Google did not bring information to the public, they have only made information more easily accessible to the general public. Information has been around forever, so to say that Google was the first to bring information to the general public is incorrect. Google is also not the only way to get the information that is on the Internet, there are many other search engines which index the same information.
It would be hard to make the statement that any search engine has brought information to the general public, since that search engine could easily be replaced by any other one. To put this in context, a Internet based company that I would say has brought information to the general public is Wikipedia. It has a publicly available, regularly updated, central source of information about a massive amount of topics.
Information has been available to the public in so many ways, from storytelling to printed information; including newspapers, magazines, and books. However, there was no central place to collect and store the information contained in these mediums. The Internet provided this, Google and other search engines exist to index this information and make it much easier to find what you are looking for.
More recently, Google has provided more access to the data they have already collected, through it's multitude of API's. However, even though this information is available to the general public, it is almost completely currently used by software developers, not the general public. This opens up a new aspect to the question, since Google is now a place to obtain information from.
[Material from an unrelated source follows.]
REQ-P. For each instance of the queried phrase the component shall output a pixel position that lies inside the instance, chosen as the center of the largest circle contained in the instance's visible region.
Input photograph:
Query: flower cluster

An interesting use of this information can be seen at a project called googleDrive, which allows you to drive a car on top of a simple overhead map pulled from Google Maps.
In conclusion, I would argue the point that “Google has brought information closer to the general public.” Information is not provided to you by Google, you must use it's service to find the information you are looking for. Google is a great service in this regard, since it allows a user to find and retrieve the information they are looking for in a matter of seconds, a speed which would have been nearly unthought of until recently in the past.
PS: googleDrive was made by Samuel Birch. It's fairly simple so far, but I am happy to see more people using the data that they already have available to them.
Someone should work on an openGL version using street view, maybe a street racing simulator, or just so you can get familiar with the location without having to waste gas.